Par un mémoire, enregistré le 21 août 2023, M. B... A..., représenté par Me Huard, conclut au rejet de la requête et qu'une somme de 1 500 euros à verser à son conseil soit mise à la charge de l'État en application des dispositions combinés de l'article L. 761-1 du code de justice administrative et de l'article 37 alinéa 2 de la loi du 10 juillet 1991.
Il soutient que :
- c'est à juste titre que le tribunal a annulé le refus de titre de séjour au motif qu'il était entaché d'une erreur manifeste d'appréciation de sa situation personnelle ;
- il remplissait les conditions prévues par la circulaire Valls pour être régularisé ;
- l'arrêté est insuffisamment motivé et entaché d'un défaut d'examen particulier et complet de sa situation ;
- le refus de titre de séjour méconnaît l'article L. 423-23 du code de l'entrée et du séjour des étrangers et du droit d'asile et l'article 8 de la convention européenne de sauvegarde des droits de l'homme et des libertés fondamentales ;
- le préfet a méconnu l'article L. 423-22 du code de l'entrée et du séjour des étrangers et du droit d'asile ; il n'a pas vérifié la possibilité de déroger à l'obligation de visa pour obtenir un titre de séjour en qualité d'étudiant ; sa situation justifiait, compte tenu de la nécessité liée au déroulement de ses études, qu'il soit dérogé à cette obligation ; la mention selon laquelle il ne justifie pas être scolarisé est erronée en fait dès lors qu'il poursuivait un CAP constructeur d'ouvrage en béton armé ; il démontre le caractère réel et sérieux de ses études ;
- le refus de titre de séjour méconnaît l'article L. 435-1 du code de l'entrée et du séjour des étrangers et du droit d'asile ; le préfet n'a pas examiné sa situation dans le cadre de sa demande de régularisation au titre du travail sur le fondement de l'article L. 435-1 du code de l'entrée et du séjour des étrangers et du droit d'asile ;
- l'obligation de quitter le territoire français est illégale par voie de conséquence de l'illégalité du refus de titre de séjour ;
- elle méconnaît l'article 8 de la convention européenne de sauvegarde des droits de l'homme et des libertés fondamentales et est entachée d'erreur manifeste d'appréciation.

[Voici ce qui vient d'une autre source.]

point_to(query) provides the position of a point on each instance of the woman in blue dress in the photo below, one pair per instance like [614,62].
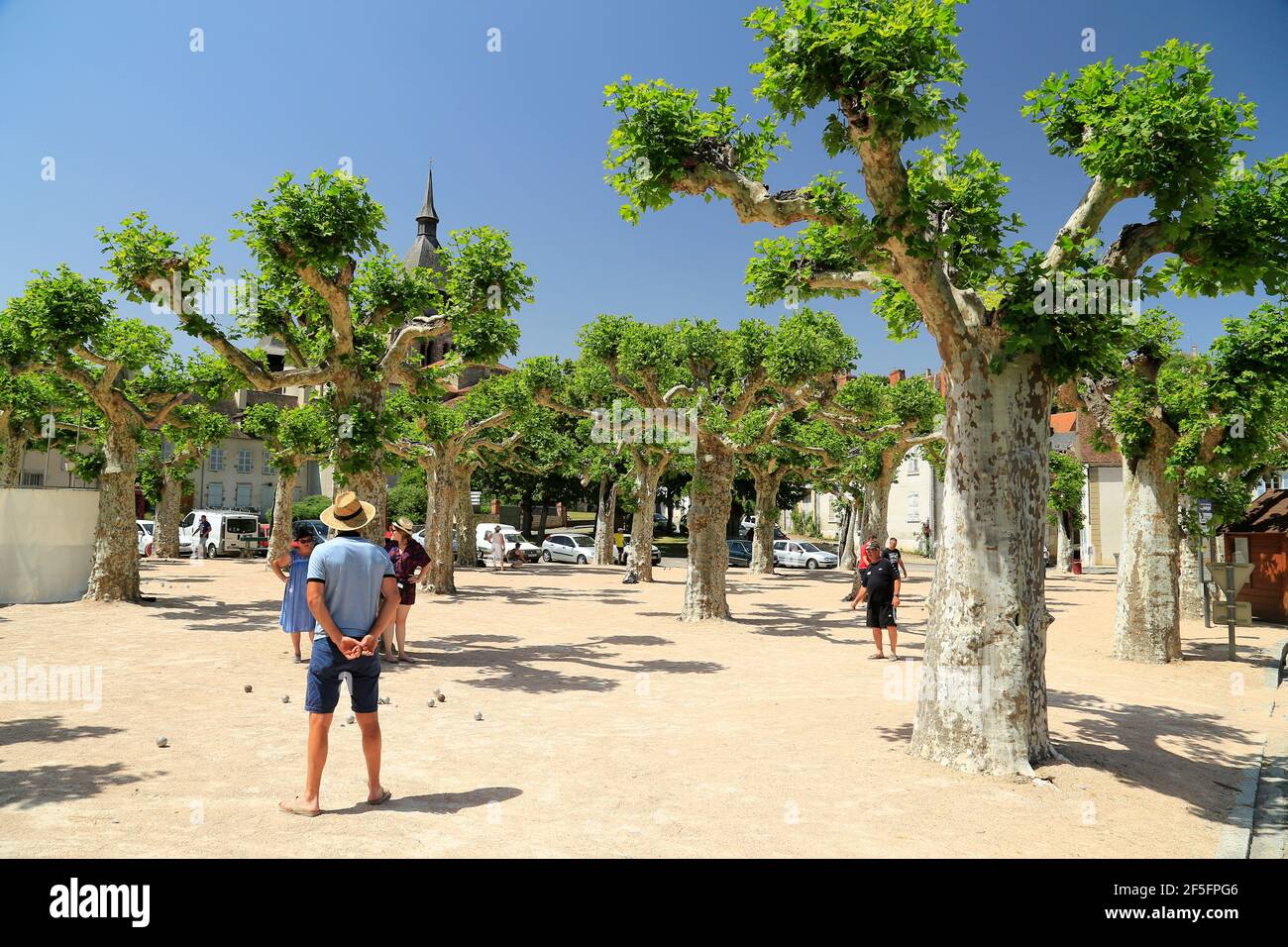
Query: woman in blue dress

M. A... a été admis au bénéfice de l'aide juridictionnelle totale par une décision du 30 août 2023.
Vu les autres pièces du dossier ;
Vu :
- la convention européenne de sauvegarde des droits de l'homme et des libertés fondamentales ;
- le code de l'entrée et du séjour des étrangers et du droit d'asile ;
- le code des relations entre le public et l'administration ;
- la loi n° 91-647 du 10 juillet 1991 ;
- le code de justice administrative ;
La présidente de la formation de jugement ayant dispensé le rapporteur public, sur sa proposition, de prononcer des conclusions à l'audience ;
Les parties ayant été régulièrement averties du jour de l'audience ;
Après avoir entendu au cours de l'audience publique :
- le rapport de Mme Duguit-Larcher, présidente assesseure ;
- et les observations de Me Huard pour M. A... ;
Considérant ce qui suit :
1. M. B... A..., ressortissant albanais né le 2 novembre 2003, est entré en France selon ses déclarations le 13 août 2019. A sa majorité, il a sollicité la délivrance d'un titre de séjour sur le fondement des articles L. 423-23, L. 435-1 et L. 422-1 du code de l'entrée et du séjour des étrangers et du droit d'asile. Par un arrêté du 17 février 2023, le préfet de l'Isère a refusé de lui délivrer un titre de séjour, lui a fait obligation de quitter le territoire français dans un délai de trente jours et a fixé le pays de destination. Le préfet de l'Isère relève appel du jugement du 16 juin 2023 par lequel le tribunal administratif de Grenoble a annulé cet arrêté et lui a enjoint de délivrer à M. A... un titre de séjour.
Sur le motif d'annulation retenu par le tribunal :
2. Il ressort des pièces du dossier que M. A..., arrivé à l'âge de quinze ans et demi en France avec ses parents, son frère et sa plus jeune sœur, y résidait depuis seulement trois ans et demi lorsque le préfet de l'Ain a pris à son encontre l'arrêté litigieux. Ses parents ainsi que sa sœur ont fait l'objet d'obligations de quitter le territoire français respectivement les 24 juillet 2020 et 14 octobre 2021. Si M. A..., qui maîtrise la langue française, a obtenu en juillet 2022 un certificat d'aptitude professionnelle (CAP) spécialité maçon, qu'il a effectué divers stages dans le cadre de cette formation et qu'il préparait, en alternance, un CAP dans la spécialité " constructeur d'ouvrage béton armé " lorsque le préfet a pris sa décision, en refusant de lui délivrer, le 17 février 2023, un titre de séjour, le préfet n'a pas entaché sa décision d'une erreur manifeste d'appréciation et ce, malgré l'âge auquel M. A... est arrivé en France. Par suite, c'est à tort que le tribunal administratif s'est fondé sur ce motif pour annuler cette décision ainsi que, par voie de conséquence, les autres décisions prises par le préfet le même jour.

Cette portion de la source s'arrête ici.